Mycorrhizal fungi also act as social agents, as they interconnect trees through their hyphae. This may mean that trees can transfer carbon among themselves via the fungal mat, so that trees in the shade (and thus less able to photosynthesize) are “subsidized” by well-illuminated trees. It is possible that young trees in shady environments are enabled to survive by this mechanism, at least until they can extend their branches into the canopy. It has been speculated that forests are less competitive than they appear, particularly if the mycorrhizae act to reduce competition for nutrients by equitable distribution (Read, 1977). In one experiment, tree seedlings were found to transfer carbon between species bidirectionally (Simard, et al., 1997). However, Proctor, (1995) warns that little is known about the role of mycorrhizae in tropical forests, and therefore one must be cautious about assessing the roles of these fungi in these ecosystems.

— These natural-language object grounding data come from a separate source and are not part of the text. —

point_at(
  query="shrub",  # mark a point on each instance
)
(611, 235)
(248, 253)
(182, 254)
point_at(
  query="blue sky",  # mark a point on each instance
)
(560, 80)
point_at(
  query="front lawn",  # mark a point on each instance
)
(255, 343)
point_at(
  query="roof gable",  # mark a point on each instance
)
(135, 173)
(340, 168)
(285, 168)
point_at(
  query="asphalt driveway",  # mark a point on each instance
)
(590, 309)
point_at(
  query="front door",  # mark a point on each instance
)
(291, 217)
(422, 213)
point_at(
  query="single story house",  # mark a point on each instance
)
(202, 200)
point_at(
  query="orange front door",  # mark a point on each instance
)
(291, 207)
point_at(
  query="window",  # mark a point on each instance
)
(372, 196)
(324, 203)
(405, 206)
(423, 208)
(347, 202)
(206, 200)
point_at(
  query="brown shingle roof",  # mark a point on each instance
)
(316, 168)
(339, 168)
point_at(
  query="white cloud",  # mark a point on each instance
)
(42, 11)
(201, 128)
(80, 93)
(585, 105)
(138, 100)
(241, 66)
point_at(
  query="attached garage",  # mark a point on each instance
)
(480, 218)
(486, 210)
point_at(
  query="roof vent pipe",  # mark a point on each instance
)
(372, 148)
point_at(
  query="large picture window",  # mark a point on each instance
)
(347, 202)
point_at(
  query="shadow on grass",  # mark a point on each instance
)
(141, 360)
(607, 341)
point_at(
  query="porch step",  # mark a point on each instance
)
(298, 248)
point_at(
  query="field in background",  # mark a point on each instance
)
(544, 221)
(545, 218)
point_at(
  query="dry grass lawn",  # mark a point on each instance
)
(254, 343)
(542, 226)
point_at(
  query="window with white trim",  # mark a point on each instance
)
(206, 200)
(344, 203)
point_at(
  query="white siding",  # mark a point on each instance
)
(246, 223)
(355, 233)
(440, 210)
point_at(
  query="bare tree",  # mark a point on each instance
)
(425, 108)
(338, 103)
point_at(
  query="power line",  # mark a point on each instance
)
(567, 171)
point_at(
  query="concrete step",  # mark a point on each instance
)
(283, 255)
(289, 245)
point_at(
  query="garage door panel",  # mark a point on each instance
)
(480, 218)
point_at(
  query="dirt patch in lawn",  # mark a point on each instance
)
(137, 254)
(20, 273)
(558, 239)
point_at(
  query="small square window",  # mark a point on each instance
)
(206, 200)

Little is known about the ecology of mycorrhizae, but they appear to have a narrow range of tolerance; some can colonize more than one species of tree; others apparently cannot. Mycorrhizae don’t seem to reform easily in disturbed or logged environments. In one experiment, seedling roots became infected with fungus only when they were in contact with living mycorrhizal-root associations during the early stages of their growth (Lodge, et al., 1996). We don’t even know if all of these associations are essential or beneficial to the tree. However, if these associations are important, as they appear to be, disturbances of forests by logging may contribute to further forest destruction by disrupting them.